Director, Scriptwriter
Lives in
Montreal , QC
Quebec CA

American-bred Vitale and Moyle, both McGill-trained, were the sexually ambiguous enfants terribles of anglophone Montreal indie feature filmmaking of the 1970s, and together were responsible for two of the anomalous milestones in English-language queer narrative film.

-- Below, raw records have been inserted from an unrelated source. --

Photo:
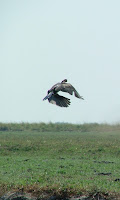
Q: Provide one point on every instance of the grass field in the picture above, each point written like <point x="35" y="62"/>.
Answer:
<point x="73" y="161"/>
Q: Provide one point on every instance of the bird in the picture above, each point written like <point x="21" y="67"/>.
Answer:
<point x="56" y="99"/>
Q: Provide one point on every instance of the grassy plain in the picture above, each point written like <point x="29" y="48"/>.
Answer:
<point x="74" y="161"/>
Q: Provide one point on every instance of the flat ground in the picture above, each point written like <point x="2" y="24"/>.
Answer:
<point x="72" y="161"/>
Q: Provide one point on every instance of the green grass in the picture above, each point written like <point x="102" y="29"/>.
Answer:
<point x="74" y="161"/>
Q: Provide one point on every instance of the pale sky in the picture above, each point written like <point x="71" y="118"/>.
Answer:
<point x="44" y="42"/>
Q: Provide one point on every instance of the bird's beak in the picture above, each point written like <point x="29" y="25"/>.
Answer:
<point x="48" y="96"/>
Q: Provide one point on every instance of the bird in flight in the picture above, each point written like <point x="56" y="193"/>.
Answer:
<point x="54" y="98"/>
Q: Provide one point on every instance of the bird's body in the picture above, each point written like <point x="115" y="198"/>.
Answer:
<point x="54" y="98"/>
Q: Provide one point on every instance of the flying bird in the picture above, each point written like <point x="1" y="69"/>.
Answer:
<point x="54" y="98"/>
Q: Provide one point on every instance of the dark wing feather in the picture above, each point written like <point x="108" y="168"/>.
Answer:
<point x="67" y="87"/>
<point x="59" y="100"/>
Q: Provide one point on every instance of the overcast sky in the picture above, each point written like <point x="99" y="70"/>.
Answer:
<point x="44" y="42"/>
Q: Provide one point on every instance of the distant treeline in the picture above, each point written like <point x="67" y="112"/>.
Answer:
<point x="52" y="127"/>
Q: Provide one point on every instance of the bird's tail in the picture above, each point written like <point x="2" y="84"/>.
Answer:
<point x="77" y="95"/>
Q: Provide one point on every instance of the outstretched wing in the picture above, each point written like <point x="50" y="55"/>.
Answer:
<point x="67" y="87"/>
<point x="59" y="100"/>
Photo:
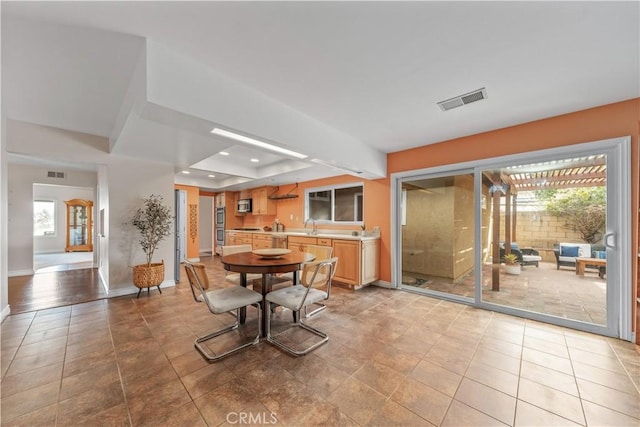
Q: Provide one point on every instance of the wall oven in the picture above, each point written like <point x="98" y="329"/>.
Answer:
<point x="219" y="227"/>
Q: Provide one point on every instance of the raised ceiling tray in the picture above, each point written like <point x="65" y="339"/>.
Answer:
<point x="274" y="196"/>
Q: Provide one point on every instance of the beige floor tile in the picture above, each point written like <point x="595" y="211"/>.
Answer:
<point x="551" y="400"/>
<point x="628" y="404"/>
<point x="605" y="377"/>
<point x="460" y="414"/>
<point x="603" y="362"/>
<point x="357" y="400"/>
<point x="501" y="346"/>
<point x="436" y="377"/>
<point x="493" y="377"/>
<point x="423" y="400"/>
<point x="449" y="358"/>
<point x="27" y="401"/>
<point x="497" y="360"/>
<point x="541" y="358"/>
<point x="600" y="416"/>
<point x="549" y="377"/>
<point x="392" y="414"/>
<point x="530" y="415"/>
<point x="489" y="401"/>
<point x="557" y="349"/>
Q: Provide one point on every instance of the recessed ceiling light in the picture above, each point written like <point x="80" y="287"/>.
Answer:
<point x="255" y="142"/>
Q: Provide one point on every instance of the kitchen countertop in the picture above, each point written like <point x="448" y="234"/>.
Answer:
<point x="342" y="235"/>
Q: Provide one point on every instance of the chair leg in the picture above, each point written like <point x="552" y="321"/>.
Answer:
<point x="273" y="339"/>
<point x="314" y="312"/>
<point x="214" y="358"/>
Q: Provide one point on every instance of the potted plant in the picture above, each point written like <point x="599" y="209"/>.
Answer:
<point x="512" y="266"/>
<point x="154" y="222"/>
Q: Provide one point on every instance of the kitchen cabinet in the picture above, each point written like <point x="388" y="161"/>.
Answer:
<point x="226" y="199"/>
<point x="238" y="238"/>
<point x="358" y="261"/>
<point x="299" y="243"/>
<point x="79" y="225"/>
<point x="261" y="241"/>
<point x="261" y="204"/>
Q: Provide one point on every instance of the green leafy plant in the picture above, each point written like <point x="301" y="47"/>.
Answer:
<point x="511" y="259"/>
<point x="154" y="222"/>
<point x="583" y="209"/>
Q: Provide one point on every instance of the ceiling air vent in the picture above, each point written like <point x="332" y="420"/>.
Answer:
<point x="465" y="99"/>
<point x="54" y="174"/>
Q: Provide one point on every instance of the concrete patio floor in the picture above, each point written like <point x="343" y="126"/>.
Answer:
<point x="542" y="289"/>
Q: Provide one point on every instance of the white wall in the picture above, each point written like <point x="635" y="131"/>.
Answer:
<point x="4" y="287"/>
<point x="58" y="193"/>
<point x="205" y="224"/>
<point x="123" y="182"/>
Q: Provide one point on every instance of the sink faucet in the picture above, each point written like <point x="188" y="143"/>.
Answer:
<point x="313" y="222"/>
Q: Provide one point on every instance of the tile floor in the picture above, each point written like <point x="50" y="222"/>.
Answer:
<point x="393" y="359"/>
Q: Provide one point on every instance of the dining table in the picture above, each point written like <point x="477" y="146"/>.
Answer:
<point x="267" y="266"/>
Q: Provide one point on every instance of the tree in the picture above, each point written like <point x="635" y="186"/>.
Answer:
<point x="584" y="210"/>
<point x="154" y="221"/>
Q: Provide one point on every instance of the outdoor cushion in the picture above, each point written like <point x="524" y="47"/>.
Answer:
<point x="570" y="251"/>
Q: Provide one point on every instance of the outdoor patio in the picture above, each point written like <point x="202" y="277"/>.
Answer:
<point x="544" y="289"/>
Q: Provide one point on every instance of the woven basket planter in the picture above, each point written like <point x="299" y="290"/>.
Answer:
<point x="148" y="275"/>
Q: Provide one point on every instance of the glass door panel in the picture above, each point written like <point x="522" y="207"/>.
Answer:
<point x="437" y="244"/>
<point x="550" y="218"/>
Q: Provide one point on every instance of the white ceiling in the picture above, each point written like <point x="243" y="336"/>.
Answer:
<point x="364" y="76"/>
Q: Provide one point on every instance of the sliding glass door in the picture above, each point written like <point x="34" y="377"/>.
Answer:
<point x="437" y="229"/>
<point x="539" y="235"/>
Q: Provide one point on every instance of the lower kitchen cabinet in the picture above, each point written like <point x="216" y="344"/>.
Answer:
<point x="357" y="261"/>
<point x="261" y="241"/>
<point x="236" y="238"/>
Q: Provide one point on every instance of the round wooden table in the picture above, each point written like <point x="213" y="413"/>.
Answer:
<point x="248" y="262"/>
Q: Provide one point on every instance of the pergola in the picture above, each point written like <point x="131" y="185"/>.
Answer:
<point x="570" y="173"/>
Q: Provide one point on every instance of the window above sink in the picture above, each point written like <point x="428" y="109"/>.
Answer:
<point x="338" y="204"/>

Montreal Main (dir. Vitale, scen. Moyle, 1974, 88) was an unexpected breath of fresh air in the early seventies, and stands up well thirty years later as a brave and original tale of intergenerational love and betrayal. Vitale had already been noticed within the video community for his original and sexually ambiguous episodic narrative Hitchhiking (1972). In Main, Vitale co-wrote, directed and starred as the intense bearded photographer who falls for twelve-year-old long-haired Johnny from the suburbs, whom he meets hanging out on “The Main” with his hip artist and counter-culture friends, and it’s mutual (though apparently never consummated). Amazingly well received both here and in the US (the kneejerk hysteria over intergenerational relations apparently hadn’t yet taken over), Montreal Main met an ambivalent response in the embryonic gay media of the day: TBP’s Ron Dayman (Nov./Dec. 1974) called the film a “real cocktease” in its “repressed” sense of homosexuality, leaving its audience hoping the characters “would finally come out,” but praised the way the “sensual though latent character of [the couple’s] relationship comes across beautifully” and the film’s recognition of their entrapment “in an ageist, homophobic world where freedom is impossible.”

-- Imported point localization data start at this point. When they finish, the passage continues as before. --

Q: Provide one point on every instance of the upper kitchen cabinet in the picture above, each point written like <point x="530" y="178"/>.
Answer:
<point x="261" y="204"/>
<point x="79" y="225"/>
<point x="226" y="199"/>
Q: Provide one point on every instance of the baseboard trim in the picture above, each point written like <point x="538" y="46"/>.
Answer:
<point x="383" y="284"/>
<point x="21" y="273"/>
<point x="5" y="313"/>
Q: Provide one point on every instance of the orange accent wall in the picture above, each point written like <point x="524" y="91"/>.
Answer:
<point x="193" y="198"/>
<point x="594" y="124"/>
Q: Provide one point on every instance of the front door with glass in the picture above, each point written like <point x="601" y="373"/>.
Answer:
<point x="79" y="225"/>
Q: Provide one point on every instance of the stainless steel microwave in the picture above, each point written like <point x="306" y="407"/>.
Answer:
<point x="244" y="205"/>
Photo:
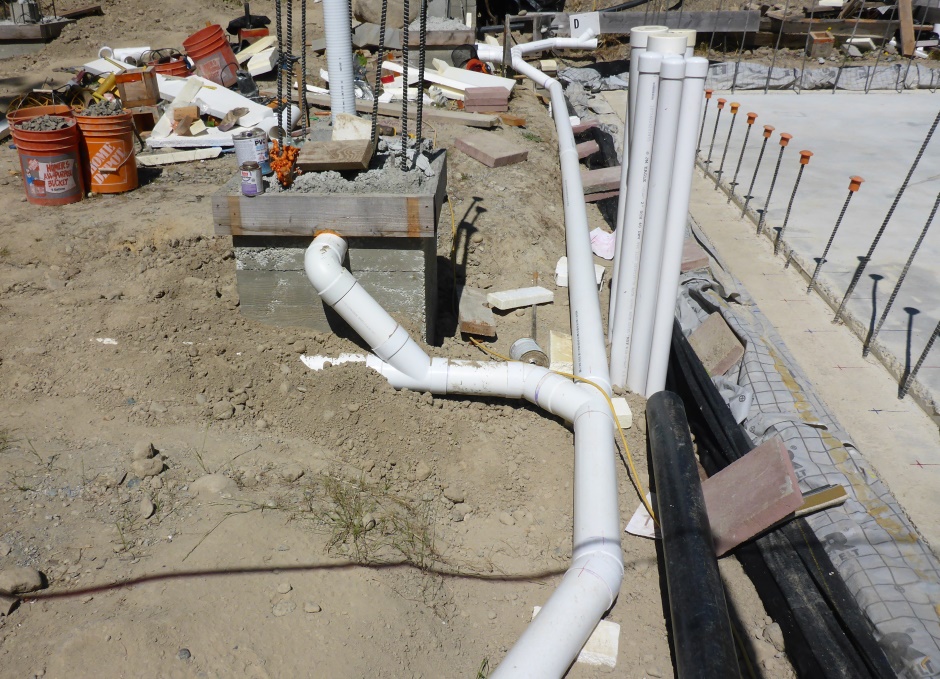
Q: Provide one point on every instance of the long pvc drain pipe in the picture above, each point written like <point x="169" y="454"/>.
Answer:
<point x="339" y="59"/>
<point x="671" y="76"/>
<point x="641" y="151"/>
<point x="696" y="69"/>
<point x="701" y="627"/>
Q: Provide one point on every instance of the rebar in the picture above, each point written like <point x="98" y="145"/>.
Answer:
<point x="708" y="97"/>
<point x="734" y="116"/>
<point x="902" y="392"/>
<point x="784" y="140"/>
<point x="378" y="74"/>
<point x="768" y="131"/>
<point x="751" y="117"/>
<point x="884" y="225"/>
<point x="773" y="61"/>
<point x="404" y="99"/>
<point x="866" y="348"/>
<point x="854" y="184"/>
<point x="804" y="161"/>
<point x="721" y="105"/>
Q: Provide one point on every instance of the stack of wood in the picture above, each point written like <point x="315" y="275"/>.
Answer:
<point x="486" y="100"/>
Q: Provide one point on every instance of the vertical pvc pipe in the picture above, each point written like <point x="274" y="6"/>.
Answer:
<point x="677" y="218"/>
<point x="339" y="57"/>
<point x="641" y="151"/>
<point x="639" y="36"/>
<point x="664" y="149"/>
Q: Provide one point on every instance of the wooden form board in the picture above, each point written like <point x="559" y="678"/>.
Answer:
<point x="348" y="214"/>
<point x="725" y="21"/>
<point x="317" y="156"/>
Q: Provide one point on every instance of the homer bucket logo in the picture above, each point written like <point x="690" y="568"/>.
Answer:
<point x="50" y="176"/>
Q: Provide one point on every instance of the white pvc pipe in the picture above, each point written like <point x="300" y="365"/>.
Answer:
<point x="339" y="59"/>
<point x="641" y="149"/>
<point x="664" y="148"/>
<point x="638" y="39"/>
<point x="677" y="218"/>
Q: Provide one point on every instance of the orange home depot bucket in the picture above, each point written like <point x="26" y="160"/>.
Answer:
<point x="50" y="164"/>
<point x="109" y="164"/>
<point x="212" y="55"/>
<point x="21" y="114"/>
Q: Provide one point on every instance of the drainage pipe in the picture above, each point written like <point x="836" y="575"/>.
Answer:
<point x="677" y="219"/>
<point x="641" y="149"/>
<point x="339" y="57"/>
<point x="552" y="641"/>
<point x="638" y="39"/>
<point x="664" y="149"/>
<point x="701" y="628"/>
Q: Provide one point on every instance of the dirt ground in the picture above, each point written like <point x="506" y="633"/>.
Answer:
<point x="294" y="523"/>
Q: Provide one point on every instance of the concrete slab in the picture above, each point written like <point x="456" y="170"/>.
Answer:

Rubber Gun (dir. Moyle, cinematography Vitale, 1977), follows in the same vein, a low-budget heist film set within a queerish countercultural setting. My 1980 analysis was appreciative:

Because homosexuality is peripheral to the quasi-thriller narrative of Rubber Gun, this film’s acceptance of gayness is much less problematical [than in Main]. A fascinating image emerges of a micro-milieu where sexual marginality is taken for granted. Gayness is not a privileged or challenged or suppressed terrain, it is just there. The plot is a pretext for a collage of warm, breathing portraits of characters, most of whom happen to be gay, but are usually too tired or too familiar or two drugged out to fuck each other. Waugh valued Montreal Main and Gun as “vivid documents of that world, seen from the inside, and of its inhabitants, each one incarnated in the improvised autobiographical mode” but had reservations about their politics of taken-for-granted apolitical ambiguity, oblivious to the heightened political tension of the “Olympics cleanup” period in local history (Copie zéro Oct. 1981, 27). In R of T, the author reports that students in 2002 had other political reservations, surprised by the misogyny of the Vitale-Moyle universe.

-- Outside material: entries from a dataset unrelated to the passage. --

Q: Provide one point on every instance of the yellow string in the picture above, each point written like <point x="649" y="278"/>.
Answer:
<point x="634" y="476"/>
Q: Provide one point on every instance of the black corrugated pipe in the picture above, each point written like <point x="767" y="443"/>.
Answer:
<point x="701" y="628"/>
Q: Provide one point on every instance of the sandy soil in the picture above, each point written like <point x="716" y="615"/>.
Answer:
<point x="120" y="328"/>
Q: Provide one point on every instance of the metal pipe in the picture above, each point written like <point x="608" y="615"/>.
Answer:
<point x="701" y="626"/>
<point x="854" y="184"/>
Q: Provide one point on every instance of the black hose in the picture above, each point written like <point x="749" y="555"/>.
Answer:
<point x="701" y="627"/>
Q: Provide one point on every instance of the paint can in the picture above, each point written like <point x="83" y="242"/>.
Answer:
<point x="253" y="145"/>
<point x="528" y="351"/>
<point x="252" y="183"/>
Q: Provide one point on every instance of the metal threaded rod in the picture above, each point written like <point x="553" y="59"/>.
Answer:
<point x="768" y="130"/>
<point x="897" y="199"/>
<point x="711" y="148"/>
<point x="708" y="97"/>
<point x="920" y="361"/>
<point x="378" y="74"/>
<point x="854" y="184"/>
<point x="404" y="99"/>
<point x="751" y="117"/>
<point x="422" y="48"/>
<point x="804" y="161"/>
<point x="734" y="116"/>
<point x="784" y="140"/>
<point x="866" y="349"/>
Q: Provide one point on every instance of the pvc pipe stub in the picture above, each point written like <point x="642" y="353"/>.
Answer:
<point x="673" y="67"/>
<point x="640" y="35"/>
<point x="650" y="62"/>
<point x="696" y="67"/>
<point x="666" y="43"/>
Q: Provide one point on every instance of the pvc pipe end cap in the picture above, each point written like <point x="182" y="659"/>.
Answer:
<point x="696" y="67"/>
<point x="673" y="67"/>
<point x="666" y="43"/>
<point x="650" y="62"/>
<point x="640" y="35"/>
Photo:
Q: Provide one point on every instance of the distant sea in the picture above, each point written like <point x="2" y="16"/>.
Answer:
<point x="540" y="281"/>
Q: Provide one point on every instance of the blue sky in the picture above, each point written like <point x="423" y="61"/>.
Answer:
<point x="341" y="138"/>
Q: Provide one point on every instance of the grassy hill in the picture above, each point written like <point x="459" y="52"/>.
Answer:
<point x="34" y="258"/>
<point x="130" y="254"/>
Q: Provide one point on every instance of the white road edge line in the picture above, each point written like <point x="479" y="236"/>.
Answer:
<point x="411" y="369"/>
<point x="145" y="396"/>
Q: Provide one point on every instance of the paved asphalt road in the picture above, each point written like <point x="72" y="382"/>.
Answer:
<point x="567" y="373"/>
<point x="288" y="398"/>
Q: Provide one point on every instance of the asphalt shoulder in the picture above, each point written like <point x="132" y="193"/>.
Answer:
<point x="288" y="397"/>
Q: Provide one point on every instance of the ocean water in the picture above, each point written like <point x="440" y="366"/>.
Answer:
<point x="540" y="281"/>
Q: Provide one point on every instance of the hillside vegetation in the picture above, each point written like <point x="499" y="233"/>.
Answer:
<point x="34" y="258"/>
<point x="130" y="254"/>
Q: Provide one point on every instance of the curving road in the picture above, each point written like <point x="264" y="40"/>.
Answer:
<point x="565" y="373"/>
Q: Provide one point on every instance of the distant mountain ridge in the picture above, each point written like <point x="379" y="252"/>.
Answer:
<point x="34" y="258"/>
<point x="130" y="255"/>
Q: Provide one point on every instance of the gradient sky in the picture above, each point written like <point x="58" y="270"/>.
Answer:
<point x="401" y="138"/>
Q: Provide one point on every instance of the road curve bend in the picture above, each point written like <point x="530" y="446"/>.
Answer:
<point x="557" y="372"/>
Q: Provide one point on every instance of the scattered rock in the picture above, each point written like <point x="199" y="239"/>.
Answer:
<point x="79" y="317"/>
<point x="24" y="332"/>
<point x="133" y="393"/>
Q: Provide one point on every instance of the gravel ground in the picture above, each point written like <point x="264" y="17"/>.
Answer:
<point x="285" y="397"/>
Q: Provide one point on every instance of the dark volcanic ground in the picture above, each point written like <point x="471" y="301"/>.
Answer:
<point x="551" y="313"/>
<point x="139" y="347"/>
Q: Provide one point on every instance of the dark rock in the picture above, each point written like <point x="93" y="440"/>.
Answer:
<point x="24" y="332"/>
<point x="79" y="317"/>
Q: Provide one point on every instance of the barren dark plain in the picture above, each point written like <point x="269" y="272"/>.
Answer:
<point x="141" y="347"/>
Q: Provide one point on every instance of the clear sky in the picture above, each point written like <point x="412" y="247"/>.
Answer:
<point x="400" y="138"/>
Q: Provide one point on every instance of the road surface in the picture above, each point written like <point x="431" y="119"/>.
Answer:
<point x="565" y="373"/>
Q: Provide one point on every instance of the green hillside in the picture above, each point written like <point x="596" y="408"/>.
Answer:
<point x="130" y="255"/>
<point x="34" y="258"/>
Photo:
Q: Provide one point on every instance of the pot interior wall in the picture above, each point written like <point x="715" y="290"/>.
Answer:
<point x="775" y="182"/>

Both features presented in a supporting role fast-talking flamboyant local queer fixture Stephen Lack who would later go on to a sporadic 1980s career acting in US feature films as well as Cronenberg’s Scanners (1981). Vitale soon returned to his American roots and disappeared from view. His Canadian collaborator Moyle, who plays his awkward, “straight” jerk-off buddy in Main, and who was involved in what Waugh called “a wonderful comic seduction scene” with Lack in Gun, continued acting in supporting roles in other Canadian films including Outrageous! (1977) before also relocating in the States. There Moyle was sporadically active as director ever since, and his Times Square (1980), a teenaged girl homosocial love story, was to show up in queer community festivals. All of his subsequent films, including the Canadian New Waterford Girl (2000), excelled in depicting the confusion and passions of (basically straight) young people.